Não se considerando, por óbvio, uma fascista, como, então, a própria autora compreende quem pensa diferente dela, o que ela chama de “pensamento conservador”? Em resumo, o que ela disse na página 27 do seu livro: “O cerne do pensamento conservador é, em seu íntimo, opressor (…)”. Como diria Paulo Francis, waal! Isso é, evidentemente, um reducionismo absurdo – além de flagrantemente errado. Qualquer um que conheça um mínimo do pensamento conservador percebe que seu cerne não tem nada de “opressor” – termo, aliás, que só serve a uma determinada visão de mundo puramente ideológica, daquelas que a autora supostamente condena.

Ou seja, ao tratar o pensamento conservador como opressor, sequer citando algum pensamento que comprove sua afirmação, a autora incorreu no mesmo autoritarismo que disse rechaçar, como se vê na página anterior àquela afirmação: “Em outras palavras, o sujeito autoritário ‘pergunta’ e ‘responde’ a si mesmo a partir de um ponto de vista previamente organizado no qual, a cada momento, o outro precisa ser descartado.”

O pensamento conservador não faz parte do livro, apenas aquilo que a autora projeta como sendo assim, tendo sido descartado já no início da obra para, livre do outro, poder conversar apenas com quem comunga da sua opinião. Pelo seu próprio critério, portanto, quem está sendo fascista aqui?

Se o leitor não está cego e surdo assim para o outro, achará até engraçado ler o restante do livro, porque testemunhará uma confissão involuntária das consequências desse fascismo, apontadas com acerto pela autora, ainda que nem desconfie esteja dizendo também de si.
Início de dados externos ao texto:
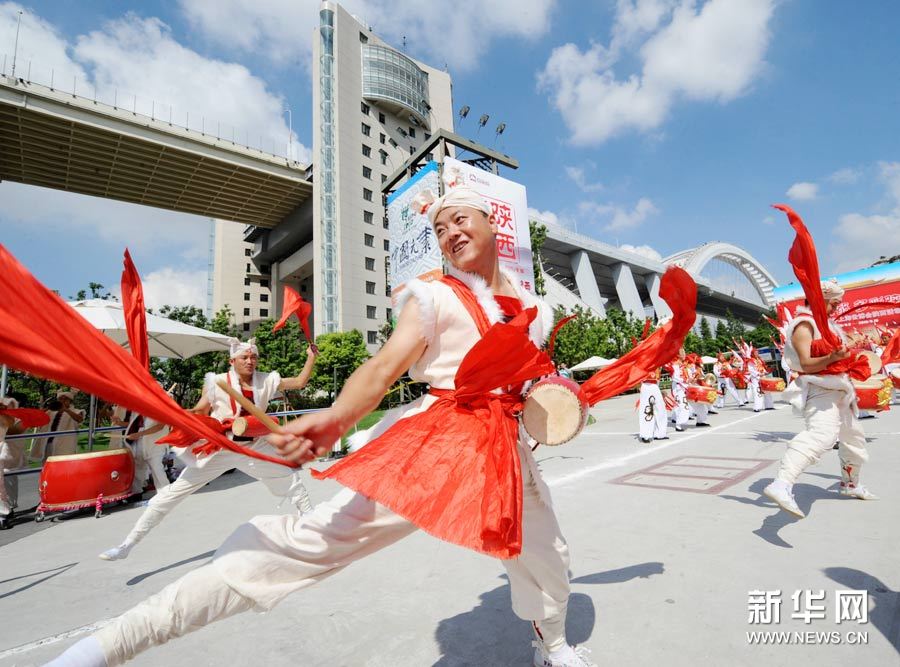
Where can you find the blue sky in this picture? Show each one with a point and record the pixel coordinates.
(656, 123)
Por exemplo, do descarte do outro nasce o ódio pelo diferente, como nos dá prova cabal um dos prefaciadores, o deputado Jean Willys: “(…) a maioria daqueles que fazem menção ao ‘comunismo’ ou ao ‘socialismo’ deixaram claro quais as fontes de suas afirmações (…): os colunistas da revista marrom semanal [deduzo seja a Veja]; o senil reacionário que se diz ‘filósofo’ [referindo-se a Olavo de Carvalho]; e a família de parlamentares (deputado federal, deputado estadual e vereador) que parasita o poder público para difamar adversários e estimular o fascismo.” Que bom o prefaciador não está difamando adversários nem estimulando o fascismo, não é mesmo?
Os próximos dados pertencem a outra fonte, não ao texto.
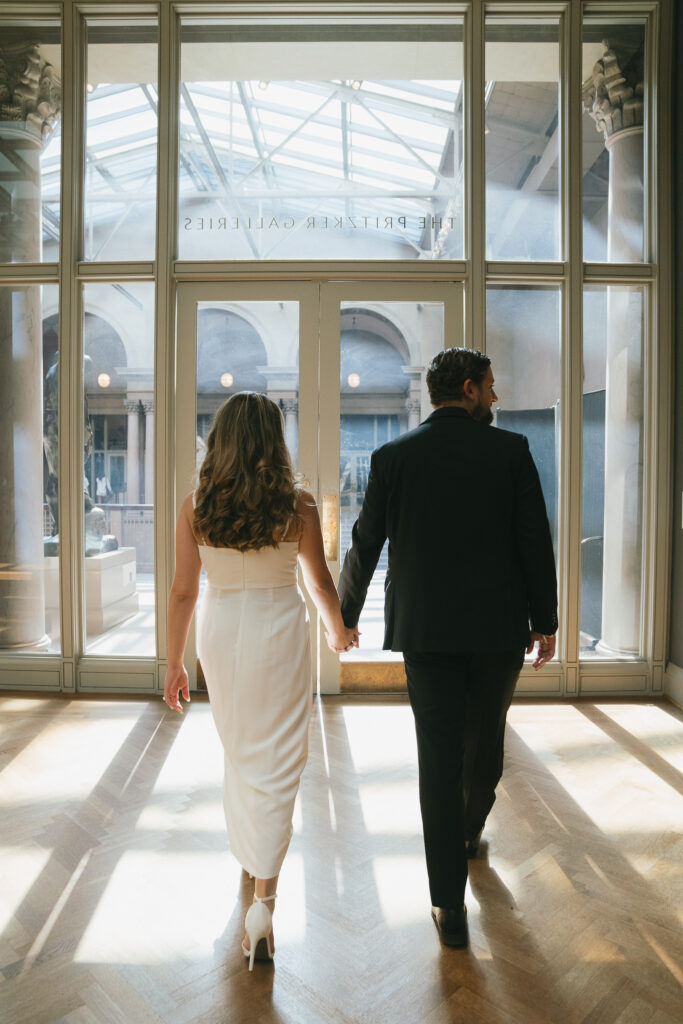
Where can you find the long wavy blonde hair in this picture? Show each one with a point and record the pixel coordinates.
(247, 494)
Outra consequência desse fascismo reinante – sempre conforme conceituado pela autora – é a disseminação da burrice, no que retorno ao tema da vocação do intelectual. Para a autora, “vivemos no império da canalhice onde a burrice, tanto como categoria cognitiva quanto moral, venceu. Desvendá-la não tem mais muito valor. Ela se transformou no todo do poder”. Só discordo quanto a achar que desvendá-la não tem muito mais valor. Quando se vive no império da burrice, desvendá-la é o primeiro e talvez único valor que sobrou a todo e qualquer intelectual digno dessa vocação.
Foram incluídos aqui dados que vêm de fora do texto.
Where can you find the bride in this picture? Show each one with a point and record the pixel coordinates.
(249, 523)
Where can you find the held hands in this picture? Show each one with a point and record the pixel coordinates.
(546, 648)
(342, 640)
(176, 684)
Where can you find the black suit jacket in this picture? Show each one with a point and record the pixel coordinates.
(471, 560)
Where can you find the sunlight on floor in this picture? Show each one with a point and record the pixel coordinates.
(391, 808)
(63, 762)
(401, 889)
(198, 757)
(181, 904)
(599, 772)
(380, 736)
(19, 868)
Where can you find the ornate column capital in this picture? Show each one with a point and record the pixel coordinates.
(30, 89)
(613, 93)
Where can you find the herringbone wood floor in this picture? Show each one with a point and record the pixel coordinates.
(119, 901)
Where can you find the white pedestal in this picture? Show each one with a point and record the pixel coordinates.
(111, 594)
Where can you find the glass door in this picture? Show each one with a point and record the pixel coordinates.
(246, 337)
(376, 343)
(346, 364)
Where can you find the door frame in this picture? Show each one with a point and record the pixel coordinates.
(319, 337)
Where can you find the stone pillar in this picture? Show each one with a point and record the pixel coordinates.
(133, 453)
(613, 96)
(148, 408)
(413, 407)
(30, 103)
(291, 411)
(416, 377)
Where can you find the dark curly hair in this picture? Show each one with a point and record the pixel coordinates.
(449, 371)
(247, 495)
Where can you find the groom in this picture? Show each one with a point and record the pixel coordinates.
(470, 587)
Terminando a leitura do livro, fiquei com uma dúvida: como conversar com intelectuais como Marcia Tiburi? Fazendo o que ela não faz: considerando o outro e tentando criar a tal da “dimensão do diálogo”. Por isso li seu livro, por isso escrevo sobre ele. Porque sou daqueles chamados por perguntas como esta e como vivemos em uma época em que “intelectuais” se acanalharam, só resta aos que tentam amar a verdade se tornar a exceção à regra: não incorrer no ódio a quem pensa diferente, nem dizer “amém” a tudo que vem da turminha da qual faz parte, seja conservadora ou progressista. Mas o texto ficou longo demais e essa segunda parte fica para a semana que vem.